Process(wide []complex64) [][]complex64
Taps() []float64 // tuned offsets, in Hz
}
DDCBankinstantiates one NCO + polyphase resampler per requested offset. Linear cost, arbitrary spacing — ideal when you only need a handful of taps at awkward frequencies.ChannelizerBankruns the wideband stream through one polyphase decomposition + FFT rotation, emitting one sample per channel for every M input samples, then fine-tunes each bin with a small DDC. Shared cost, grid-aligned — ideal when you want many evenly-spaced channels (for example, a P25 Phase 1 control channel and its voice channels on one dongle).

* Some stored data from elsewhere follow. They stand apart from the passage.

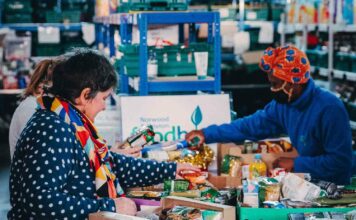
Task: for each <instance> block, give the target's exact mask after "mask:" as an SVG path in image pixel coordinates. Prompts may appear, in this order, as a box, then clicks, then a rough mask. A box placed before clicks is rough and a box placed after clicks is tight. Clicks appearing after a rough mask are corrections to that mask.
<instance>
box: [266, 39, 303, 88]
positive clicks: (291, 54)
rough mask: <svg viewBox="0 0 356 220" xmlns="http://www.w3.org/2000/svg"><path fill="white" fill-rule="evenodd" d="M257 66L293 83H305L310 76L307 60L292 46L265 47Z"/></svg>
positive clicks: (268, 71)
mask: <svg viewBox="0 0 356 220" xmlns="http://www.w3.org/2000/svg"><path fill="white" fill-rule="evenodd" d="M259 66H260V68H261V69H262V70H263V71H265V72H267V73H272V74H273V76H275V77H277V78H279V79H281V80H284V81H286V82H290V83H293V84H303V83H306V82H308V80H309V78H310V63H309V60H308V58H307V56H306V55H305V53H304V52H302V51H301V50H299V49H298V48H296V47H294V46H285V47H278V48H276V49H274V48H272V47H269V48H267V49H266V50H265V51H264V54H263V57H262V59H261V62H260V65H259Z"/></svg>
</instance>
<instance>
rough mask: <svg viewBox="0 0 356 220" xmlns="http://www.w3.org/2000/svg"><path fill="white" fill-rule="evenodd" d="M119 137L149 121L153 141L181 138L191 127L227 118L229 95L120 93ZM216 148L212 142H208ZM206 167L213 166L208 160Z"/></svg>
mask: <svg viewBox="0 0 356 220" xmlns="http://www.w3.org/2000/svg"><path fill="white" fill-rule="evenodd" d="M120 106H121V120H122V137H123V140H125V139H126V138H127V137H129V136H130V135H131V134H132V133H134V132H135V131H136V130H137V129H138V128H140V127H142V126H143V125H148V124H151V125H152V126H153V128H154V131H155V133H156V136H155V141H158V142H160V141H170V140H179V139H184V138H185V134H187V133H188V132H189V131H191V130H194V129H202V128H204V127H207V126H209V125H212V124H223V123H229V122H230V121H231V116H230V101H229V95H227V94H218V95H180V96H126V97H120ZM209 146H210V147H211V148H212V149H213V150H214V151H215V152H216V144H213V145H209ZM209 169H210V170H213V171H214V170H216V169H217V166H216V164H215V163H214V164H212V165H211V167H210V168H209Z"/></svg>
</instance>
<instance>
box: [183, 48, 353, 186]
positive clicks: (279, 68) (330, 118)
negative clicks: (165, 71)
mask: <svg viewBox="0 0 356 220" xmlns="http://www.w3.org/2000/svg"><path fill="white" fill-rule="evenodd" d="M260 67H261V69H262V70H263V71H265V72H266V73H267V74H268V80H269V81H270V83H271V92H272V94H273V97H274V100H272V101H271V102H270V103H268V104H267V105H266V106H265V108H264V109H263V110H259V111H257V112H256V113H254V114H252V115H250V116H247V117H244V118H240V119H237V120H235V121H233V122H231V123H230V124H222V125H219V126H218V125H211V126H209V127H207V128H204V129H202V130H195V131H191V132H189V133H188V134H187V135H186V139H187V140H188V141H190V140H191V139H193V138H194V137H196V136H198V137H199V138H200V139H201V142H200V143H203V142H206V143H214V142H222V143H223V142H239V141H243V140H253V141H257V140H261V139H265V138H269V137H275V136H278V135H280V134H288V135H289V137H290V139H291V142H292V145H293V146H294V147H295V148H296V149H297V151H298V153H299V156H298V157H297V158H295V159H291V158H280V159H278V161H276V162H275V165H276V166H277V167H282V168H285V169H286V170H288V171H293V172H297V173H310V174H311V176H312V177H313V178H316V179H321V180H326V181H331V182H334V183H336V184H348V183H349V181H350V177H351V174H352V165H353V163H355V158H353V156H352V143H351V142H352V138H351V128H350V123H349V117H348V114H347V112H346V110H345V107H344V105H343V103H342V102H341V101H340V100H339V99H338V98H337V97H336V96H334V95H333V94H332V93H330V92H328V91H325V90H322V89H320V88H319V87H317V86H315V84H314V81H313V80H312V79H311V78H310V64H309V61H308V59H307V57H306V55H305V54H304V53H303V52H302V51H300V50H299V49H297V48H295V47H293V46H286V47H282V48H276V49H273V48H268V49H267V50H266V51H265V52H264V55H263V58H262V59H261V63H260Z"/></svg>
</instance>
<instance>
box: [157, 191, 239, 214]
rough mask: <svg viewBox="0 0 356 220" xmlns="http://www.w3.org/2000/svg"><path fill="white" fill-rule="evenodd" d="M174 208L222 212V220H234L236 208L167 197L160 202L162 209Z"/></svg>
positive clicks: (187, 199)
mask: <svg viewBox="0 0 356 220" xmlns="http://www.w3.org/2000/svg"><path fill="white" fill-rule="evenodd" d="M174 206H187V207H192V208H197V209H205V210H214V211H219V212H222V214H223V219H236V213H235V212H236V207H234V206H227V205H221V204H215V203H209V202H201V201H197V200H194V199H188V198H183V197H176V196H168V197H166V198H164V199H163V200H162V207H163V209H165V208H173V207H174Z"/></svg>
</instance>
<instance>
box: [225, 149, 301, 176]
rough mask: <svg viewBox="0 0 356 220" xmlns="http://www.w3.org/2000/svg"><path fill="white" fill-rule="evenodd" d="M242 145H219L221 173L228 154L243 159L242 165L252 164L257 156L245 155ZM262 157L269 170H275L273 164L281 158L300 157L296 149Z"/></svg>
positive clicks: (242, 160)
mask: <svg viewBox="0 0 356 220" xmlns="http://www.w3.org/2000/svg"><path fill="white" fill-rule="evenodd" d="M242 148H243V146H242V145H236V144H233V143H227V144H219V146H218V165H219V171H220V166H221V162H222V159H223V158H224V156H225V155H226V154H229V155H232V156H238V157H241V158H242V163H246V164H249V163H252V162H253V160H254V158H255V154H243V153H242ZM261 156H262V161H263V162H265V163H266V165H267V168H268V169H269V170H272V169H273V162H274V161H275V160H276V159H278V158H280V157H287V158H296V157H297V156H298V152H297V150H296V149H295V148H293V149H292V151H290V152H282V153H261Z"/></svg>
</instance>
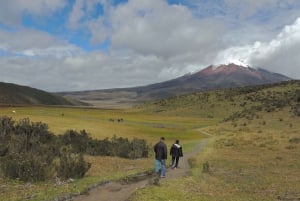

The caller — the wideband voice tuner in internal/sdr/wbvoice, or the control
decoder — picks the implementation based on how many channels it needs and how
they’re spaced, then uses only the Bank interface.
The design principle: the Strategy pattern
DDC-per-channel and the polyphase channelizer solve the same problem with different trade-offs. That is the definition of the Strategy pattern: encapsulate interchangeable algorithms behind a common interface and choose between them at runtime.
How that principle shaped the Go code
- One interface, two algorithms. Both banks satisfy
Bank, so the surrounding code is written once against the interface. Swapping strategies is a constructor choice, not a rewrite. - The decision is data-driven. Number of taps and their spacing — not a compile-time flag — decide which bank to build. Even channel spacing favors the channelizer; sparse, irregular taps favor the DDC bank.
- Go interfaces keep it implicit. Neither bank declares “I implement
Bank”; they just have the right methods. That structural typing makes it trivial to add a third strategy later (say, an FFT-overlap-save filterbank) without touching the callers. - Composition over inheritance. Each bank is built from the Part 4 primitives — NCOs, resamplers, polyphase filters — rather than extending a base class. The strategy is assembled, not inherited.
Where this goes next
Channelization is what makes GopherTrunk’s “monitor a whole system on one SDR” feature possible. A future deep dive can compare DDC and channelizer CPU cost as the tap count climbs, and explain the FFT-rotation math at the channelizer’s core. Next up, the channels we just carved out get demodulated.
FAQ
When should I use a channelizer instead of per-channel DDCs? When you need many channels and they fall on a regular grid (most trunked systems do). The channelizer amortizes one big filter across all of them. For a few channels at irregular offsets, separate DDCs are simpler and just as fast.
Does channelization need a wideband SDR? It needs the SDR’s sample rate to cover all the channels you want at once. An RTL-SDR at 2.4 MS/s spans ~2 MHz of usable bandwidth — enough for many trunked systems’ control-plus-voice spread.
Why decimate to ~48 kHz? Most digital voice protocols run at 4800 symbols/s; ~48 kHz gives a clean integer oversampling ratio for the matched filter and timing recovery stages that follow.